Jacques Gavoile regrette que le mot « école » n'ait pas été prononcé : « ça en dit long sur notre inquiétude ». Il avoue aussi un glissement conceptuel personnel : « On n'a pas non plus prononcé le mot peuple, ni populisme à propos duquel mon appréciation a beaucoup évolué : il ne faut pas rejeter le populisme de manière péjorative... » 

François Lacaille retient la suggestion de Philippe Cholley de mettre l'accent sur « ce qui nous rassemble ». Il constate une divergence entre ceux qui font « l'impasse sur 2017 » et les autres... Lors du pot qui suit, on sent bien que la primaire socialiste n'est pas non plus la priorité.
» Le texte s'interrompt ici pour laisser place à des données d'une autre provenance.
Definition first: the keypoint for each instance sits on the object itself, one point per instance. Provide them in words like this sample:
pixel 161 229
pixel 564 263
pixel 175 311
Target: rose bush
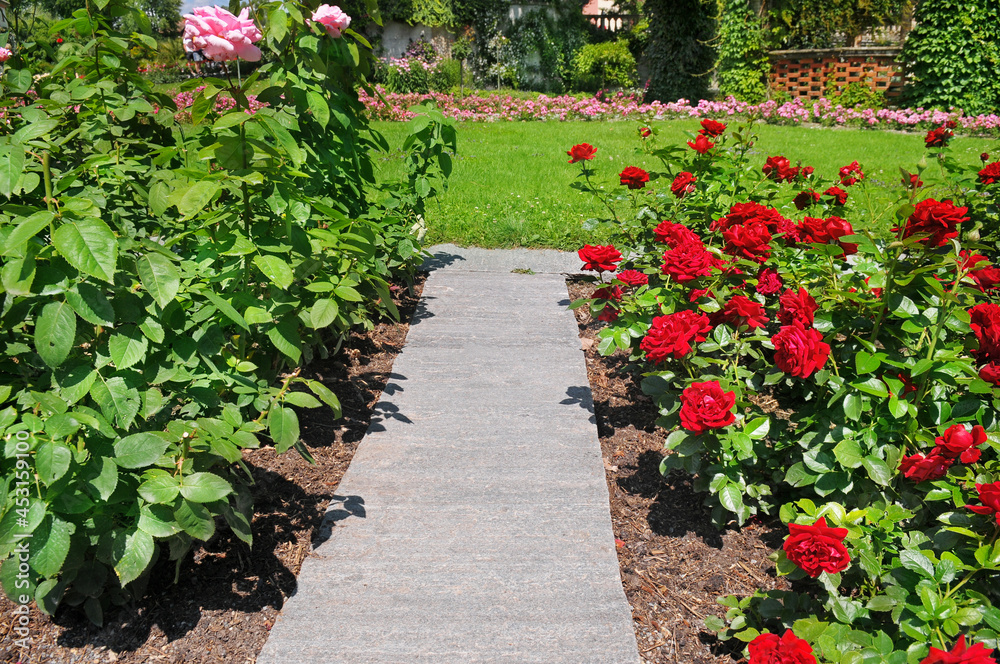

La question institutionnelle, qu'il s'agisse de la 6e République ou de la prééminence des législatives en cas d'absence de la gauche aux législatives, n'aura pas été discutée.

Et si faire l'impasse sur ce scrutin était une façon de donner raison à Mélenchon et Macron ? Le premier va le plus loin sur la question institutionnelle et considère qu'il n'y a plus rien entre lui et le second qui, pour sa part, ne paraît pas vouloir refonder les règles... Cette impasse, c'est ce que veulent éviter à tout prix ses candidats qui n'entendent pas être les Sept Nains de l'histoire, autrement dit, de gentils faire-valoir...

Quoi qu'il en soit, impasse sur la primaire ou participation, c'est au peuple des gauches d'en décider.